A synthesis of these logical, natural, and pragmatic sympathies is reflected in the TCS StackExchange question “Does P contain languages whose existence is independent of PA or ZFC?”, which by a slow community-driven process has evolved into a reasonably well-tuned (and to judge by its rating, reasonably well-regarded) TCS community wiki.

André Luiz Barbosa, please let me suggest that you study the process by which this community Wiki was established — in particular the absolute requirements of scrupulous referencing, collegially respectful dialog, constructive response to criticisms, and careful attention to definitions, sustained throughout a lengthy and necessarily iterative social process — and that you perhaps post your remarks either as a question on the above Wiki, or alternatively, as a standalone question on a forum like TCS StackExchange.

Note especially that a very considerable degree of patience is required … these ideas originate largely in Juris Hartmanis’ monography Feasible Computations and Provable Complexity Properties (1978), whose ideas are still being assimilated 34 years later.

And finally, I do *not* regard Barbosa’s concerns as being wholly off-topic, for the reason that if there exist mathematical theorems that are commonly employed yet seldom checked, how much more commonly do we embrace mathematical postulates that are seldom reconsidered?

Thanks especially are extended to Scott Aaronson for pointing out the time-tested merits of this traditional, slow-but-sure strategy for mathematical question-posing and question-answering, and to Dick Lipton and Ken Regan, for helping to instill (in me and many readers of Gödel’s Lost Letter) a healthy respect for both the practical merits and the practical challenges, of oracle-independent proofs in complexity theory!   🙂

• July 30, 2012 12:32 pm

Dear Dr.

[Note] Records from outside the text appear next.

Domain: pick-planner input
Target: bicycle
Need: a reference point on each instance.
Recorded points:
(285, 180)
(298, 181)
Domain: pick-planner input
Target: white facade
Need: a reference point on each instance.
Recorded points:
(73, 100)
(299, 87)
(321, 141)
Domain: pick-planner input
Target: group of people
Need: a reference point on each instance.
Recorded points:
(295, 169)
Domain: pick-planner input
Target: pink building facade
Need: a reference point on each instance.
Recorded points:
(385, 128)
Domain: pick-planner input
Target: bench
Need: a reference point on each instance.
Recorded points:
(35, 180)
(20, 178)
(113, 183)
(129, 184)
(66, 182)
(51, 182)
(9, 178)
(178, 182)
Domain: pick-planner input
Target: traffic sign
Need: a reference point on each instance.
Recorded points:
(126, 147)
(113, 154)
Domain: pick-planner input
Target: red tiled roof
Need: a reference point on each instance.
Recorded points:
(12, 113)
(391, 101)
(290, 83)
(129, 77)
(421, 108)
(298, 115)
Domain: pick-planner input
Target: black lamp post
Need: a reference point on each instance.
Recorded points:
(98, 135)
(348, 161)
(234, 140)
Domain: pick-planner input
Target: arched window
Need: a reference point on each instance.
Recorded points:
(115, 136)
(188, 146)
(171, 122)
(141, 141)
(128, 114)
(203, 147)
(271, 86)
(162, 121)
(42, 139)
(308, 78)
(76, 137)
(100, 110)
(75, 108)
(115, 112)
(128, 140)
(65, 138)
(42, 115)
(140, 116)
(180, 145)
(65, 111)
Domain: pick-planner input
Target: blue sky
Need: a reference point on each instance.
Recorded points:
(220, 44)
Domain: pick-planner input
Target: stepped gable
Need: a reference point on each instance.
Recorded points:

Sidles, thank you for your support. As I haven’t suffice reputation into the top foruns in the area, I ask you to enter my conclusion at http://www.andrebarbosa.eti.br/The_Cook-Levin_Theorem_is_False.pdf as a standalone question on the TCS StackExchange.

July 30, 2012 3:11 pm

André, no reputation is required to post a question on any of the major StackExchanges. Your post must however *be* a question, and it is very desirable that the question you asked be well-posed and broadly interesting to the community.

To start from bare beginning, a reasonable strategy is: (1) earn a few hundred reputation points by being a good citizen answering other folks’ questions, (2) in so doing, assimilate the norms of good citizenship on that forum, then (3) pose your question carefully using all the arts of good citizenship that you have learned, (4) as an incentive, offer your points as a bounty for good answers.

This strategy may seem obvious … because it *is* obvious. And it may seem like lot of work … which it is. And it may seem slow … which it is. In fact, the process is academia in-miniature. André, good luck!   🙂

July 30, 2012 4:18 pm

André, you might also take a look today’s very active topic on TCS StackExchange titled “Are there non-constructive algorithm existence proofs?“. This well-rated question, its answers, and the forum members who are providing those answers, all are role models for the class of ideas that you are interested to pursue.

July 31, 2012 10:15 am

I didn’t understand the thesis of André’s paper when reading it the first time. His English has a lot of grammatical mistakes and his paper in the bibliography links to some other paper in arxiv.

• July 31, 2012 11:38 am

Dear Dr. Craig, despite of the lot of grammatical mistakes, have you understood the thesis of my paper when reading it the second time? What do you think about that?

July 31, 2012 2:04 pm

I didn’t understand it the second time I read it.

• July 31, 2012 3:15 pm

I believe Andre’s point is:

Suppose there is a problem Q in NP. Then, we know there is a polynomial p(n) that is a upper bound for the runtime of a NTM that decides Q.
Now, assume we do *not* know what the actual p(n) is.
In this case, Cook-Levin Theorem does not gives us a “concrete” DTM that reduces Q into SAT in polynomial time.
Andre seems to claim that for this reason CLT is bogus.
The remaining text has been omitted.